Another security question

pianoparadise

Is it a good idea to store the username and password used to connect to a database in another file instead of the same .php file that connects to that database? What are the risks of not doing so?

laserlight

Is it a good idea to store the username and password used to connect to a database in another file instead of the same .php file that connects to that database?

Yes, in a file above/outside of the document root directory (your web directory, basically).

What are the risks of not doing so?

If for some reason the PHP interpreter fails to parse your PHP script and the PHP source code is displayed to the client, your database account credentials would be displayed to the user.

pianoparadise

I see now. But wouldn't the php source code also display the location of the include file?

laserlight

But wouldn't the php source code also display the location of the include file?

Now, suppose that the user decided to check what that include file contained...

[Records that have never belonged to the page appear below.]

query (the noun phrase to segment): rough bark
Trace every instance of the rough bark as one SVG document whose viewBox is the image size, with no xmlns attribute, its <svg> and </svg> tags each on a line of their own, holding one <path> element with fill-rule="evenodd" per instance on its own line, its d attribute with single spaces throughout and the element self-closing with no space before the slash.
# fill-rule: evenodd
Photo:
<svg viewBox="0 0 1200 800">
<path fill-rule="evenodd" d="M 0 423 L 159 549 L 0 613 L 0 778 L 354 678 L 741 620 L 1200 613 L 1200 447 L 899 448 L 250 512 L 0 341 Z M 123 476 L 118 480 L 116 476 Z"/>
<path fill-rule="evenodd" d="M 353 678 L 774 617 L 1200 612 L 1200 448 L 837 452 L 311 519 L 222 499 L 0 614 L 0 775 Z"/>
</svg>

If that file was not in the document root, the user would not be able to access it even with the failure of the PHP interpreter.

pianoparadise

I think I understand what you are saying now. I just don't understand where I should store this include file, if not my root directory (my web directory on my web host).

laserlight

I just don't understand where I should store this include file, if not my root directory (my web directory on my web host).

Some shared hosts do not allow you the place files outside of your document root (sometimes called "non-web space"). Those that do may have a document_root or public_html directory that is your document root, upon which you can just place this include file in the directory that contains your document root.

pianoparadise

So I would put the include file directly above the public_html directory? How would the link to it look in my php script, if the actual page it is referenced from is two folders down the line?

I know I'd use the require function, I just don't know what the info.inc should be replaced with.
require('info.inc');

laserlight

How would the link to it look in my php script, if the actual page it is referenced from is two folders down the line?

Something like:

require $_SERVER['DOCUMENT_ROOT'] . '/../database.php';

If you did not already know, the '..' means "parent directory".